Review: He Who Drowned the World

Epic fantasy book cover of He Who Drowned the World by Shelley Parker-Chan showing a submerged blue moon and sinking treasure ships for Radiant Emperor sequel review on Fantasy Wordsmith.


He Who Drowned the World by Shelley Parker-Chan
My rating: 5 of 5 stars

She Who Became the Sun left me feeling raw, unsettled, and strangely changed. There was a hunger in that first book, quiet but unyielding, and it forced something open in me I’d not noticed before. So when I came to this second book, He Who Drowned the World, I carried both eagerness and a heavy sense of dread. I knew already that the price would be high, perhaps too high. What surprised me, though, was the way the story let that cost settle, honoured it, made it not just unavoidable but somehow necessary.

Everything feels different now. Where the first book was all dryness, parched earth and longing, now there is water everywhere. Salt and sweat, blood and tears, the river swollen with rain, the sea always pressing in. Desire sits thick in the air, tightening around every moment, and the tension never quite lets up. I found myself holding my breath, chest aching, as if even the smallest movement might tip everything over; the characters have gone so far there is no way back for any of them. The writing is as clear as ever, but the coldness of it cuts deeper, lands heavier. The sentences come in waves, lovely at first, and then they pull you down.
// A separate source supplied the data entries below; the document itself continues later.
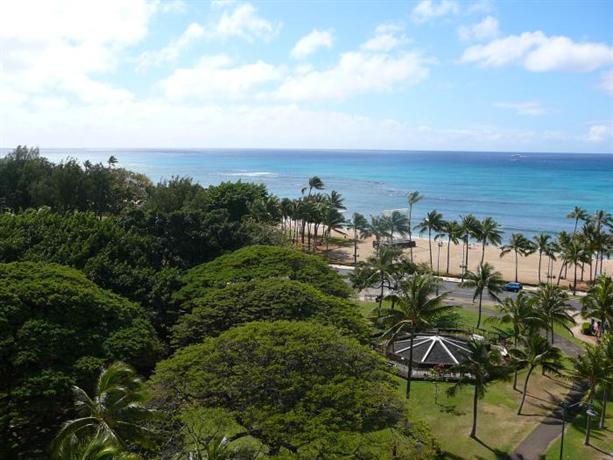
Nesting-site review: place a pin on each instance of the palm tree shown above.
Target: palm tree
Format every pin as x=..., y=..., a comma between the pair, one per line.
x=537, y=351
x=379, y=227
x=332, y=219
x=432, y=222
x=116, y=410
x=485, y=278
x=470, y=227
x=489, y=233
x=480, y=365
x=99, y=447
x=376, y=270
x=418, y=305
x=522, y=317
x=453, y=232
x=551, y=302
x=590, y=367
x=520, y=245
x=359, y=225
x=541, y=243
x=599, y=302
x=606, y=344
x=574, y=254
x=413, y=198
x=578, y=214
x=314, y=183
x=399, y=224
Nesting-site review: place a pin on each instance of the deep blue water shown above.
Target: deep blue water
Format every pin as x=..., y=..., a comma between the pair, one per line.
x=531, y=193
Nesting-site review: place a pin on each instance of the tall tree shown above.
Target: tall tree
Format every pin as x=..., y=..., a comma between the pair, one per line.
x=453, y=232
x=399, y=224
x=599, y=302
x=551, y=302
x=413, y=198
x=432, y=222
x=522, y=317
x=489, y=233
x=484, y=279
x=590, y=367
x=359, y=227
x=537, y=351
x=116, y=411
x=470, y=225
x=542, y=243
x=481, y=364
x=577, y=214
x=418, y=307
x=606, y=345
x=520, y=245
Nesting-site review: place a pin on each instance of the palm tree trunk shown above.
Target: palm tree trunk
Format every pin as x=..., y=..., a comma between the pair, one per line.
x=588, y=423
x=516, y=265
x=560, y=274
x=515, y=373
x=410, y=367
x=448, y=249
x=430, y=246
x=410, y=233
x=381, y=296
x=523, y=398
x=473, y=431
x=479, y=317
x=603, y=411
x=355, y=247
x=483, y=253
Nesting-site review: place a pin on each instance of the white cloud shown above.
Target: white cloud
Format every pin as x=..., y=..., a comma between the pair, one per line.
x=216, y=78
x=65, y=43
x=540, y=53
x=600, y=132
x=606, y=82
x=356, y=73
x=387, y=37
x=311, y=42
x=532, y=108
x=244, y=22
x=171, y=51
x=429, y=9
x=484, y=30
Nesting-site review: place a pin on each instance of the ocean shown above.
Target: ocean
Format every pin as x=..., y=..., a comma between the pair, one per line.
x=528, y=193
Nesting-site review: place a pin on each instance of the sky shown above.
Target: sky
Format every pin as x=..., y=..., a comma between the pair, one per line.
x=414, y=75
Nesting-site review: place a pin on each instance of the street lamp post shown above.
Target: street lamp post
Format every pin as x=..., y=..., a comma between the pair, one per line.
x=589, y=412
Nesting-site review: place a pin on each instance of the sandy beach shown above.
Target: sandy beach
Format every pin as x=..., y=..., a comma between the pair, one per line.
x=528, y=266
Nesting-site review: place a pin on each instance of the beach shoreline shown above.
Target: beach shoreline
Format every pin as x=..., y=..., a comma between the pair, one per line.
x=527, y=271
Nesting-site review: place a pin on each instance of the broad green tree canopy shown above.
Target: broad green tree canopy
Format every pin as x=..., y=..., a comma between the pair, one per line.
x=288, y=384
x=271, y=299
x=56, y=329
x=261, y=262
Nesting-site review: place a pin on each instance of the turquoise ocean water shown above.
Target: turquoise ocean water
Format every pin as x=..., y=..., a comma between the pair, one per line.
x=528, y=193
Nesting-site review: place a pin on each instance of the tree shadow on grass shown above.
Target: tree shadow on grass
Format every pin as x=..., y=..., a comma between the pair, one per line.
x=500, y=454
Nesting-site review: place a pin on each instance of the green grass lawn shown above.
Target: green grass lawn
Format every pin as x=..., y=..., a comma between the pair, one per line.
x=601, y=441
x=499, y=428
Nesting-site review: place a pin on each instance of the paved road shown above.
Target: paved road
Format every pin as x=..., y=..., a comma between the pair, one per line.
x=537, y=442
x=456, y=292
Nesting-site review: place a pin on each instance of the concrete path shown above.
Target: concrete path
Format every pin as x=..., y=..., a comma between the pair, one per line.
x=536, y=443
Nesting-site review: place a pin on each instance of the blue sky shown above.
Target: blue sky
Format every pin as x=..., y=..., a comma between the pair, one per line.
x=430, y=74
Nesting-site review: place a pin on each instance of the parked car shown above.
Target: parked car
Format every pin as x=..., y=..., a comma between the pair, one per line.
x=513, y=287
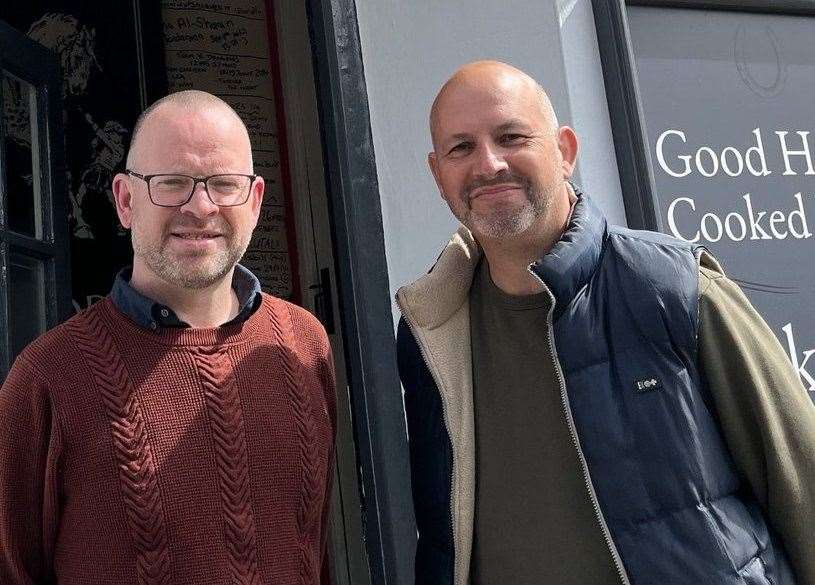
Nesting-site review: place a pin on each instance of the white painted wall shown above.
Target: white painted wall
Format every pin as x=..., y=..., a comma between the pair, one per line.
x=410, y=48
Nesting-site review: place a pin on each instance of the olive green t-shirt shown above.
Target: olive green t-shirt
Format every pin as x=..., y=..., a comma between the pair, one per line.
x=534, y=521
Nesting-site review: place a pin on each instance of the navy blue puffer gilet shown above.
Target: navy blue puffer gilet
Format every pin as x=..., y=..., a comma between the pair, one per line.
x=625, y=330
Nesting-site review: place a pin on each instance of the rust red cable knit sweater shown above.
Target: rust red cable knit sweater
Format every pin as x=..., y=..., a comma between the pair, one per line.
x=186, y=456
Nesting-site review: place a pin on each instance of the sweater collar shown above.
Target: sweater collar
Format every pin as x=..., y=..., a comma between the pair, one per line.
x=433, y=299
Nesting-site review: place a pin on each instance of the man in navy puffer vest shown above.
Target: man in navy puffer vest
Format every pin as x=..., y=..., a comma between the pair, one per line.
x=587, y=404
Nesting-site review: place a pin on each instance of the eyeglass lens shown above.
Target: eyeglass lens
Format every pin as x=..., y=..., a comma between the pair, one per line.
x=223, y=190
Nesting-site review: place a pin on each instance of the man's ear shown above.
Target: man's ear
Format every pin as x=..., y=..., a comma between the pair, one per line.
x=124, y=199
x=433, y=163
x=568, y=146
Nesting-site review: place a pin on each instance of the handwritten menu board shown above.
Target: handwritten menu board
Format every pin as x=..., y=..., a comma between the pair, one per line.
x=223, y=48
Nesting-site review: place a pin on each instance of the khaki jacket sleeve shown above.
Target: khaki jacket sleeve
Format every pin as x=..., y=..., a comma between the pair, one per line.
x=767, y=417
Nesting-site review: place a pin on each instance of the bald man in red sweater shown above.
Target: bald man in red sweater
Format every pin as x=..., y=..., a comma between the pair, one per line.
x=180, y=430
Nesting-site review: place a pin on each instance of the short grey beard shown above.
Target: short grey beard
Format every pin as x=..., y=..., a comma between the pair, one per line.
x=510, y=225
x=173, y=272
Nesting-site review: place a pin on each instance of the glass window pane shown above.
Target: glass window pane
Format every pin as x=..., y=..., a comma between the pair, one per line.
x=26, y=300
x=21, y=164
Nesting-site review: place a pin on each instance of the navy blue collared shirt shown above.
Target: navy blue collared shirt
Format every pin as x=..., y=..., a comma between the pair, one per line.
x=148, y=313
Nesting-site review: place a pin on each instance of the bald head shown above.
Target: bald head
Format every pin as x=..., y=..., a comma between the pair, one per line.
x=188, y=101
x=491, y=76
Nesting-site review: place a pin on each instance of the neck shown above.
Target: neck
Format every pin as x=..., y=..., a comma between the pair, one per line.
x=200, y=307
x=509, y=257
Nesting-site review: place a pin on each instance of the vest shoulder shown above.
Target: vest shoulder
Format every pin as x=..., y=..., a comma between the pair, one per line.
x=645, y=237
x=665, y=264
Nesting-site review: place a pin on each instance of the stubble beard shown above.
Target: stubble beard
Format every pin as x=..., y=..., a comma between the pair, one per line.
x=502, y=222
x=195, y=271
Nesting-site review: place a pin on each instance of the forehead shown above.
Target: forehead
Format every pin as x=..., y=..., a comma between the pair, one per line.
x=176, y=138
x=473, y=107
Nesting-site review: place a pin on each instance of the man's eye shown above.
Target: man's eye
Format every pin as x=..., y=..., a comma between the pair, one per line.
x=460, y=148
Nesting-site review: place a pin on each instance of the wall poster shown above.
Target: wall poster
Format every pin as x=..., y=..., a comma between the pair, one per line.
x=110, y=72
x=728, y=114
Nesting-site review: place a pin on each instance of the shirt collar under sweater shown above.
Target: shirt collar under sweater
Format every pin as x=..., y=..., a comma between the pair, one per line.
x=151, y=314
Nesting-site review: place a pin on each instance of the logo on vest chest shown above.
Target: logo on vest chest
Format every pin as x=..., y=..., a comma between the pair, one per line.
x=647, y=385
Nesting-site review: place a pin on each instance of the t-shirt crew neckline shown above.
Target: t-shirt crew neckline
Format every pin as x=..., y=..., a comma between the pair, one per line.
x=494, y=294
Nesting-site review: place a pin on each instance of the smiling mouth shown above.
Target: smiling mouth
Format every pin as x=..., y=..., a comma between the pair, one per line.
x=492, y=190
x=195, y=236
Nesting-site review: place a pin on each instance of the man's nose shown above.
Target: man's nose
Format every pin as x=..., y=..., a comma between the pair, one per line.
x=489, y=161
x=200, y=205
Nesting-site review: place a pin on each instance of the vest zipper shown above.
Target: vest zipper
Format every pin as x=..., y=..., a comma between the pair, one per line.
x=446, y=418
x=567, y=411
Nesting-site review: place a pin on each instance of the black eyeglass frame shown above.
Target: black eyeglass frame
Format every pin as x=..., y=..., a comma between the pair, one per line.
x=196, y=180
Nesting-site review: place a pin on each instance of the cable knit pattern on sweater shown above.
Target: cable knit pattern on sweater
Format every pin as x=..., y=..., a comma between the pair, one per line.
x=134, y=456
x=226, y=422
x=307, y=513
x=178, y=456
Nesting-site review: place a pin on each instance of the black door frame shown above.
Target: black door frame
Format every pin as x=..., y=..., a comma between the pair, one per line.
x=362, y=274
x=623, y=95
x=40, y=67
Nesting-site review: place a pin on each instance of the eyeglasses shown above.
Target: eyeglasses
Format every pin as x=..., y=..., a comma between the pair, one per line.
x=172, y=190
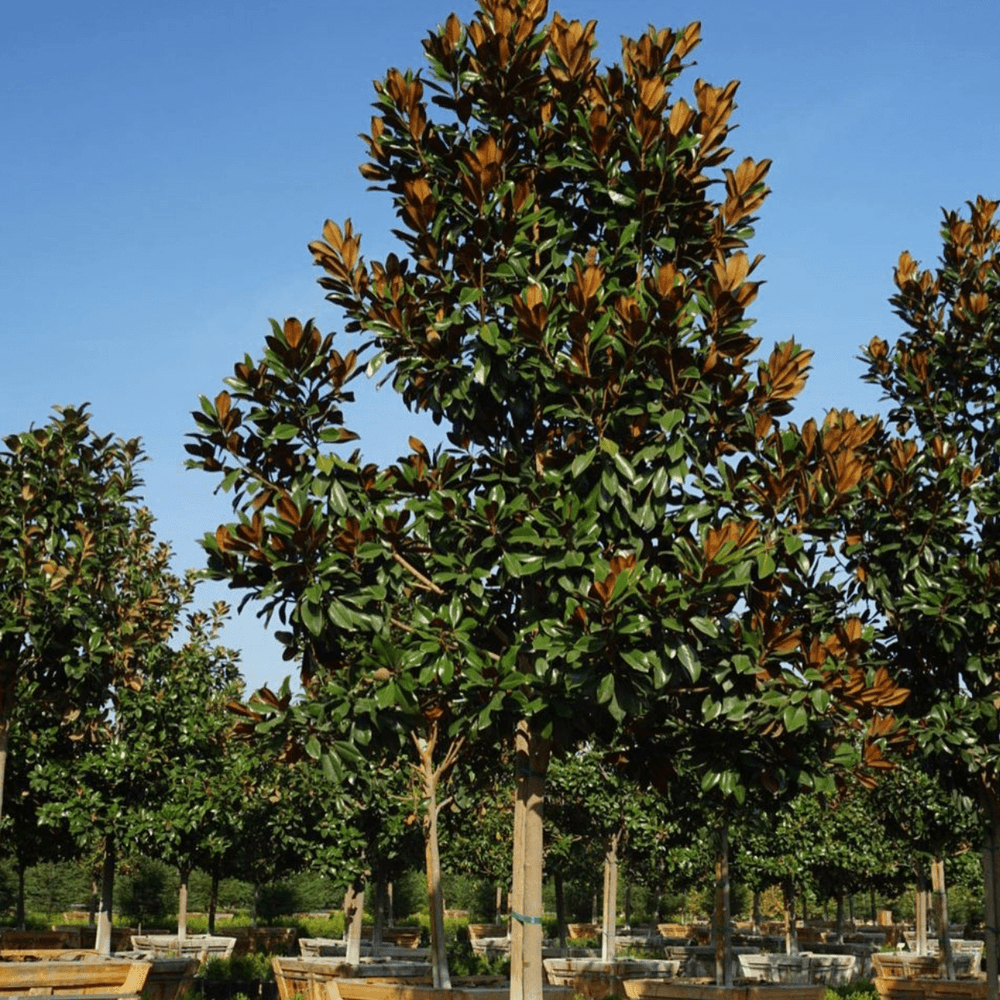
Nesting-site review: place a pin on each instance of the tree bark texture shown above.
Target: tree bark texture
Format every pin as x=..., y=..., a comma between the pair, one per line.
x=103, y=942
x=722, y=934
x=791, y=933
x=991, y=880
x=608, y=949
x=183, y=874
x=531, y=760
x=941, y=917
x=354, y=908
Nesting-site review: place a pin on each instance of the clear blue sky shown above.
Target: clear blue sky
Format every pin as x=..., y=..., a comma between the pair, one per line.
x=165, y=164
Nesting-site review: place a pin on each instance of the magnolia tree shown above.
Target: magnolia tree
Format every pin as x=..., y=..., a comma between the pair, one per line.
x=923, y=544
x=81, y=578
x=619, y=527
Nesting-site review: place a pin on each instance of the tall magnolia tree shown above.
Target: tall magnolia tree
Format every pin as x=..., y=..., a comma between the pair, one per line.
x=82, y=581
x=570, y=303
x=925, y=544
Zhu’s journey towards greatness feels stripped clean of comfort. There is no gentle heroism here, just a relentless honesty. Watching Zhu shift from that starving child into something immense and frightening, I could not look away. Ouyang’s pain, already sharp in the first book, becomes almost holy in its intensity. His anger, his love, his self-hatred, are drawn so closely that I had to pause, set the book aside, and breathe before I could go on. Madam Zhang and Baoxiang are given the same stark treatment; their choices are not softened or excused, just shown in all their complexity, and that simple understanding is painful in itself.

This duology by Shelley Parker-Chan, and especially this book, asks plainly what it truly costs to exist as oneself in a world that would punish you for it. It is not an abstract question, but one lived in the body, in the bones, in every loss and humiliation. The story offers no comfort or escape, not even to the reader. Still, it never feels needlessly cruel; it simply tells the truth. Queerness is not a theme, not something added on, but part of the very structure, impossible to peel away.

There were times I had to stop, unable to go on for a moment, because the suffering is immense and unyielding, sometimes almost grotesque. Yet every hurt matters, every scar is there for a reason, and every loss lands with weight. At the end, I was left shaking, tears running down my cheeks, feeling as though I hadn’t just read a story but lived inside its sorrow. Even now, I think I would go back and do it all again.

If I loved the first book for how it looked unflinching at power and longing and what it means to survive, this sequel left me undone in the best way. It is darker, sharper, and somehow still more beautiful. It does not simply finish the tale, but answers a question the first book only whispered. I finished it hollowed out, wrecked, and strangely lifted, the way only the most honest of tragedies can leave you.